Durango F-85 Explained

Manufacturer:Durango Systems Corporation
Type:Personal business computer
Releasedate:September 1978
Lifespan:1978-1984
Media:two 100 tpi high-capacity 5.25-inch diskette drives storing 480 KB on each single-sided or 960 KB on double-sided diskettes using group-coded recording (GCR)
Os:DX-85M (multi-user/multitasking)
Input:keyboard, full stroke, 84 key
Cpu:5 MHz Intel 8085A
Storage:40 MB Shugart SA-4006 14-inch winchester, later 5.25" integrated ST506-interface MFM drive
Memory:65 KB (up to 196 KB)
Display:9-inch CRT with 64 characters per row by 16 rows or 80 characters per row by 24, based on the Intel 8275 Video display controller
Successor:Durango "Poppy"

The Durango F-85 was an early personal computer introduced in September 1978 by Durango Systems Corporation, a company started in 1977 by George E. Comstock, John M. Scandalios and Charles L. Waggoner, all formerly of Diablo Systems. The F-85 could run its own multitasking operating system called DX-85M, which included an integral Indexed Sequential (ISAM) file system and per-task file locking, or alternatively CP/M-80. DX-85M utilized a text configuration file named CONFIG.SYS five years before this filename was used for a similar purpose under MS-DOS/PC DOS 2.0 in 1983.

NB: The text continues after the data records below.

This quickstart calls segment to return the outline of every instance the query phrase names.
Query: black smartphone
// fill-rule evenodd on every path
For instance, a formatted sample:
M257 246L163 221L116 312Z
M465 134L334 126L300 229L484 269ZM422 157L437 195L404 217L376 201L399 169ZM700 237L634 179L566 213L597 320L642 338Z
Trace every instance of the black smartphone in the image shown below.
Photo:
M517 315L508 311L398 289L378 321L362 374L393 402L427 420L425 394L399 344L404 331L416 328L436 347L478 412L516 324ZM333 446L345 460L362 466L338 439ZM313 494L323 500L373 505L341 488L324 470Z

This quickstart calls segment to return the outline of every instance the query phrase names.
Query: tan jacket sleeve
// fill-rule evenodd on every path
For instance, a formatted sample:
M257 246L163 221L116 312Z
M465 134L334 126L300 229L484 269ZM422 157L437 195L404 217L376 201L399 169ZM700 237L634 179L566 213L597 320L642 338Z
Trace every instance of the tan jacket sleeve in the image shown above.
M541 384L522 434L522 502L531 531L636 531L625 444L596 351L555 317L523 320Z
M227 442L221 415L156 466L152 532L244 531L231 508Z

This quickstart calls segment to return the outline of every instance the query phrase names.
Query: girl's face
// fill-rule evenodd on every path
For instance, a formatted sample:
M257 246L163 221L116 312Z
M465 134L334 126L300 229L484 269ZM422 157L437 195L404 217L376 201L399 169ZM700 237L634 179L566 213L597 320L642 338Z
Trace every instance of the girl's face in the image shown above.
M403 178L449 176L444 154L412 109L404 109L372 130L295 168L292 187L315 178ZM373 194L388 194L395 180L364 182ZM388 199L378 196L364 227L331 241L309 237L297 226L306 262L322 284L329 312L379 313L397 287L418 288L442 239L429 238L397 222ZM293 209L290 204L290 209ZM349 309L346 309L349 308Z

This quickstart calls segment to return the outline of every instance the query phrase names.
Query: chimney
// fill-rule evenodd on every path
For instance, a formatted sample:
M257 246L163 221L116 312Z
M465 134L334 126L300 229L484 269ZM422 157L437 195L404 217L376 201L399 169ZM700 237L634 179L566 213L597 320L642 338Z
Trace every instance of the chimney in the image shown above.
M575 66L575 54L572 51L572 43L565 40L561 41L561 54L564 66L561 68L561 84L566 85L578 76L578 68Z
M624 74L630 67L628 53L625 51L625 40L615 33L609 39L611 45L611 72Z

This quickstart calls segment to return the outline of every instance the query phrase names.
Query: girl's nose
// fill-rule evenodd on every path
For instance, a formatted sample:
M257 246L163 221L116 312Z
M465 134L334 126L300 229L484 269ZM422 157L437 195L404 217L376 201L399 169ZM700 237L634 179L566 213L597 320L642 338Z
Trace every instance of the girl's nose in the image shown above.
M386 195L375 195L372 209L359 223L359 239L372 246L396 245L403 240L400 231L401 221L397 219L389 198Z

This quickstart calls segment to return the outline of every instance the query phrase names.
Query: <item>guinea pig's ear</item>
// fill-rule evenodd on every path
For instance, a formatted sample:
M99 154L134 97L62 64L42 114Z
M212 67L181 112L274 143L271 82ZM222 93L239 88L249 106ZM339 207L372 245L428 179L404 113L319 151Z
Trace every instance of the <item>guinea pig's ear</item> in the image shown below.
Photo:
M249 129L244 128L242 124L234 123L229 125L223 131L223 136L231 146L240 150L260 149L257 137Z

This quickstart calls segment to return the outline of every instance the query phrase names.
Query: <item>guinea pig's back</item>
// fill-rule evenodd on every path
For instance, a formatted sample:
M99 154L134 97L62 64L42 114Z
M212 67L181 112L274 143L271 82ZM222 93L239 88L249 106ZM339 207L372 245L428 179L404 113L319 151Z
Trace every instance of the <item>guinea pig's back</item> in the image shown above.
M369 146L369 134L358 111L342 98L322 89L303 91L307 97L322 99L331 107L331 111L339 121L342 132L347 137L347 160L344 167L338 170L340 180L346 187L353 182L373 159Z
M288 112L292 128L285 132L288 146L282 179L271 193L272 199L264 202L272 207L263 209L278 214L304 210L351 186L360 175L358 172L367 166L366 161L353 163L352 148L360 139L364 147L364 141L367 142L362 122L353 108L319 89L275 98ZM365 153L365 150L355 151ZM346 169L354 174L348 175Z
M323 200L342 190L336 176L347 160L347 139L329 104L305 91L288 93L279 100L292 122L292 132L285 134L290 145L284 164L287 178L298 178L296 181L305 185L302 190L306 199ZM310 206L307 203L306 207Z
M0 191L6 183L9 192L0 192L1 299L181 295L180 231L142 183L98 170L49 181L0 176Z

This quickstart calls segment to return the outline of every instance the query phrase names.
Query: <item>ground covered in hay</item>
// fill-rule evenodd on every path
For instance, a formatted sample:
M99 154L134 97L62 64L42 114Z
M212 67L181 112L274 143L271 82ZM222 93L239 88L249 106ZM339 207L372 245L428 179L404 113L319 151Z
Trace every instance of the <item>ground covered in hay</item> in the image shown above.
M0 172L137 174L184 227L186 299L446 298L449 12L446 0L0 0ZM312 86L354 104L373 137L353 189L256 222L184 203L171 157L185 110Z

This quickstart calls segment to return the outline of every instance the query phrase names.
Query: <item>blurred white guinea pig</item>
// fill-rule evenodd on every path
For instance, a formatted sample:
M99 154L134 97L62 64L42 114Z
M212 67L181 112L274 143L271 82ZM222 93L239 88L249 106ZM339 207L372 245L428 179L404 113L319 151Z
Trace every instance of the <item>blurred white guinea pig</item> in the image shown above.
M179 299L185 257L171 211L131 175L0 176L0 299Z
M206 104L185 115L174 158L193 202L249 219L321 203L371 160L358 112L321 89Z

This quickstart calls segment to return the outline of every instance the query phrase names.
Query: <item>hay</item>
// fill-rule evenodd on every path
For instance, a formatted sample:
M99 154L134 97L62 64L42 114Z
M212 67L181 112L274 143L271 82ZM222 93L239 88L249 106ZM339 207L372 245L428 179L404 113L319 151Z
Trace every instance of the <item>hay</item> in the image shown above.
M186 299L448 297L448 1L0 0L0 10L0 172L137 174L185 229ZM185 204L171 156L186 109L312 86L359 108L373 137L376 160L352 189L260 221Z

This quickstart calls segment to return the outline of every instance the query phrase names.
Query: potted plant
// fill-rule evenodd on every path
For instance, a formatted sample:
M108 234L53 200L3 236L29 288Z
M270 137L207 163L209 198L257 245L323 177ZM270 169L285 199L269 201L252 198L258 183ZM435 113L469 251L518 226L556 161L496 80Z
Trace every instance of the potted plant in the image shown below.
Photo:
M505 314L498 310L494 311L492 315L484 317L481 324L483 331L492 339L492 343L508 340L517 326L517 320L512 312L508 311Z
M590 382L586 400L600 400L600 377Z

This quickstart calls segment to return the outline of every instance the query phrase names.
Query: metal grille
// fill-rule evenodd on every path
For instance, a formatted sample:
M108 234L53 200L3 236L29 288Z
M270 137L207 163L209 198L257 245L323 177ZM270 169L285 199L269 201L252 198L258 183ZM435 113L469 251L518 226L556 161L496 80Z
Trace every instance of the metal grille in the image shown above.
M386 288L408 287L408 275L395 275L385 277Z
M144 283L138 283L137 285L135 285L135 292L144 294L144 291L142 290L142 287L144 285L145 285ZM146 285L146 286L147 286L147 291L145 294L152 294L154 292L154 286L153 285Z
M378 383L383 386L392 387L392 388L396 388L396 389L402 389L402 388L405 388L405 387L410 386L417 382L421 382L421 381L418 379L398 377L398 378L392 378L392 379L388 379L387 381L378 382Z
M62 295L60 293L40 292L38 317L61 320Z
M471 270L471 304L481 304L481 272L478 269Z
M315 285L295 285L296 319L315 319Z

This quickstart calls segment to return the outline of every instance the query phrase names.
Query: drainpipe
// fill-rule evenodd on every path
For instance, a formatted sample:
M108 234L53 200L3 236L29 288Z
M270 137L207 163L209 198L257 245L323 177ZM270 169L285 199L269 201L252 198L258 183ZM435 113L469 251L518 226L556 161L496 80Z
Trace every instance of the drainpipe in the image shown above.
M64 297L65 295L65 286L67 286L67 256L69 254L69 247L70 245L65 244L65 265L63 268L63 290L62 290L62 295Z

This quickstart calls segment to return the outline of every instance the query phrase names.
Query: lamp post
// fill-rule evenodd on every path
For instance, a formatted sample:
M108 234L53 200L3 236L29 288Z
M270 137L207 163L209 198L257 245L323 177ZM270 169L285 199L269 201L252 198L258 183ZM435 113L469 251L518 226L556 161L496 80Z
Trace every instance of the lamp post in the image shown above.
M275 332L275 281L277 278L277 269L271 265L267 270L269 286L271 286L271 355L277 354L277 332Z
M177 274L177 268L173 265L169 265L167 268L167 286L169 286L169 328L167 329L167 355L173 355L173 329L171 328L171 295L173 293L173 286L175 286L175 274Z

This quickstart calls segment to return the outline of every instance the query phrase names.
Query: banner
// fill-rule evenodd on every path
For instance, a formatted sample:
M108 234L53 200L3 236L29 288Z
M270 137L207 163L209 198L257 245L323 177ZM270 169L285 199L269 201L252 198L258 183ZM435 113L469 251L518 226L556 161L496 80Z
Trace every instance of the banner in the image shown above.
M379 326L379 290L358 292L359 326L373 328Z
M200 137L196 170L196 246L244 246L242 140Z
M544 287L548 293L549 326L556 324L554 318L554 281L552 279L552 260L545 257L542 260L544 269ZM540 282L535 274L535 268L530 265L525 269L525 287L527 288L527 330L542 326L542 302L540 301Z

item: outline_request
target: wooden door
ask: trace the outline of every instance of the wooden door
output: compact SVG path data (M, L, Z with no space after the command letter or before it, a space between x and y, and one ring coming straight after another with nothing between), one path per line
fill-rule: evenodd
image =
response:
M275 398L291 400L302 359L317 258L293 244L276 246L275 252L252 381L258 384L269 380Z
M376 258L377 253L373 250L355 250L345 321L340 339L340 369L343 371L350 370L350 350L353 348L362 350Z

The F-85 used single-sided 5ΒΌ-inch 100 tpi diskette drives providing 480 KB utilizing a high-density 4/5 group coded encoding. The machine was using a Western Digital FD1781 floppy-disk controller with 77-track Micropolis drives. In later models this was expanded to a double-sided option for 960 KB (946/947 KB formatted) per diskette.

Durango later dropped the "F-85" model name and adopted a user model system, with 700 being the entry model and 950 being the full-featured model.

Still later, they designed a 80186-/80286-based 16-bit system, the Durango "Poppy"; MS-DOS was selected as the entry operating system.